Una cosa che conosci bene e venga giù liscia e piana.
Sii sincera, che le bugie ti fanno schifo.
Ho perso tempo per un
motivo stupido.
E comunque non lo so se lui mi ama.
Ora aggiusto
da giorni vecchi appunti senza l'entusiasmo
dell'inizio. Lavoro d'accétta, dico scrivilo e
basta: un inizio, una fine, e un po' di roba in mezzo. E comunque non lo so se lui mi ama.
Però non succede niente.
Allora ho un libro che uso come casa,
ci torno ogni volta che mi sento strana. S'intitola I beati anni del castigo ed
è scritto come un canto di sirena.
Ascolto la musica e mollo la
briglia, e capisco che è la calma che mi mortifica.
Ci sono due ragazze in un collegio
svizzero. Una è selvatica e s’immagina morta, l’altra è Frédérique e non parla.
La loro amicizia è inerte di abbracci, la loro obbedienza una colonia di germi.
Hanno il disgusto e il talento degli idoli, e forse Frédérique è anche pazza. Parla
feroce fissando il vuoto, inclina alla forca, non tiene alla vita e non si preserva.
Magari per voi è stupida e
pazienza, però per me è bellissima. C'è qualcosa di assoluto e di imprendibile in certi esseri, sembra una lontananza dal mondo, dai vivi ma sembra anche il segno di chi subisce un potere che non conosciamo.
L’adolescenza è un inventario di presagi, ha già dentro un cimitero.
Fleur Jaeggy scrive cosmogonie
inquiete con l’autorità di una sfinge.

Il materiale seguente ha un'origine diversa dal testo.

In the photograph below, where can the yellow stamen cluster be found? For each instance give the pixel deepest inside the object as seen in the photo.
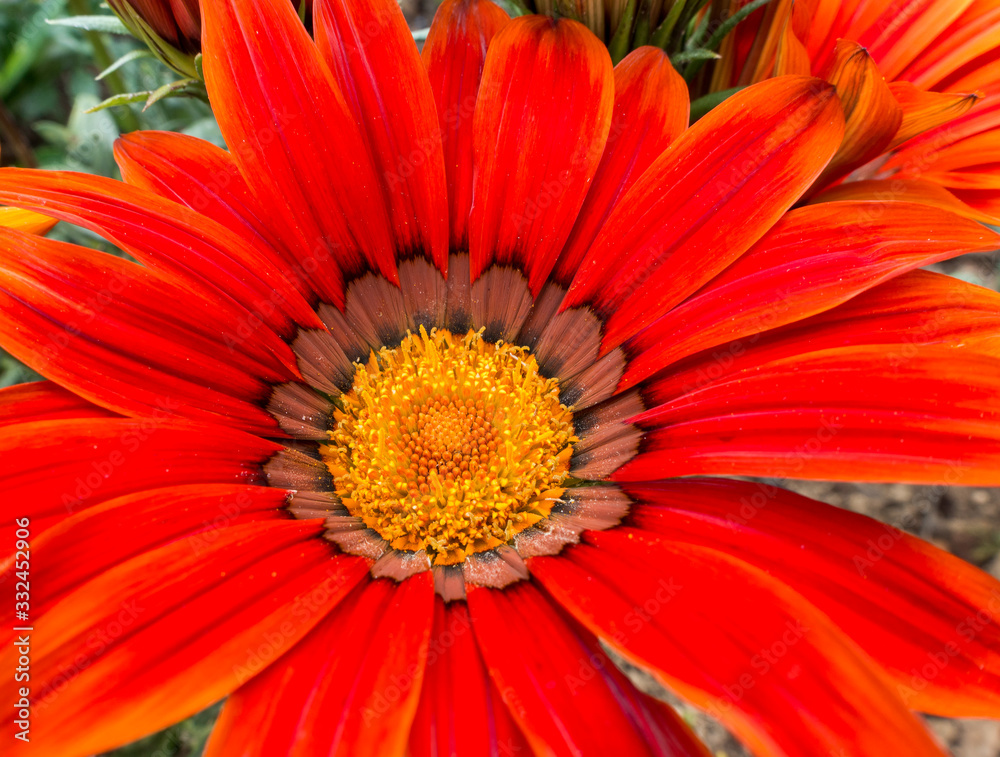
(450, 444)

Ha un vocabolario così minimo e austero
da sembrare una formula. Tende i nervi alla sottrazione: l’allegria diventa un
fronzolo, il dolore una bussola. Non ha paura dei mostri, paga il biglietto per
vederli. Cammina sola nel bosco, batte a macchina e dice che la convalescenza
non può avere fine, perché la malattia è cronica.
Se non hai un po’ d’ascesi
dissociata, una serie di cadute, magagne, emicranie, ruggine, cure di chemio o
in manicomio forse è difficile capire.
Però ogni volta che mi perdo la
rileggo e le do retta. Mi dice che è tutto a posto, di dare luce e acqua al
mostro. Ascoltarne la storia e metterla in riga. Nel senso di darle parola, non disciplina.